Les textes en kawi couvrent un large éventail de genres : inscriptions royales, épopées, traités religieux, poèmes, chroniques et récits mythologiques. Au nombre des ouvrages de cette littérature, on cite : le Kanda, poème dont l'original parait être perdu, mais dont il reste une traduction en javanais, et qui représente la lutte des divinités indiennes avec les divinités indigènes; le Brata Youdha (la Guerre sainte, ou la Guerre du malheur), poème de 719 stances de diverses rimes, composé au VIIIe ou au XIIe siècle par Pouseda, qui en emprunta le sujet à l'épopée indienne du Mahabharata; le Manek-Maya (l'Homme), poème où est exposée la cosmogonie des Javanais, d'après le dogme bouddhique; le Nitisastra, traité de morale du XIIe ou XIIIe siècle. Ces textes montrent un raffinement stylistique marqué par des jeux d'assonances, de parallélismes et de métaphores savantes.

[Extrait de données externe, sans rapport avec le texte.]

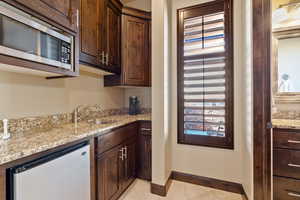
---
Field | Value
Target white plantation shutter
[178,1,233,146]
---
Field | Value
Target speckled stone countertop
[0,114,151,165]
[272,119,300,129]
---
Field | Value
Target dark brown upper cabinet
[104,7,151,87]
[11,0,80,32]
[80,0,122,74]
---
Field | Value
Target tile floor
[120,179,243,200]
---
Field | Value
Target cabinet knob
[124,146,127,159]
[76,9,79,28]
[288,192,300,198]
[105,53,109,65]
[120,148,124,161]
[288,163,300,168]
[100,51,105,64]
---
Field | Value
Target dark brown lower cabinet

Sur le plan linguistique, le kawi se situe à mi-chemin entre le proto-malayo-javanais et les langues modernes comme le javanais, le balinais et le sundanais. Sa grammaire présente des traces d'un système de particules et d'affixes comparable à celui du javanais contemporain, mais plus proche de la structure des langues austronésiennes anciennes. Le système verbal repose surtout sur des dérivations affixales exprimant la voix, l'aspect ou la transitivité plutôt que sur la flexion. Le vocabulaire révèle une stratification sociolinguistique, avec des registres formels et sacrés distincts des usages profanes, phénomène qui se maintient encore dans le javanais moderne à travers ses niveaux de langue (ngoko, krama, madya).

La langue kawi a progressivement décliné à partir du XIVᵉ siècle, parallèlement à l'essor des royaumes musulmans de Java et à la montée du javanais moyen, plus proche de la langue parlée. Toutefois, son prestige symbolique est resté considérable. À Bali, elle a continué à être utilisée comme langue liturgique et érudite jusqu'à l'époque moderne. Aujourd'hui, le kawi demeure essentiel pour la compréhension des inscriptions anciennes et des textes fondateurs de la culture javano-balinaise. Il est étudié par les linguistes, philologues et historiens comme une clé pour retracer l'évolution culturelle et linguistique de l'Indonésie préislamique.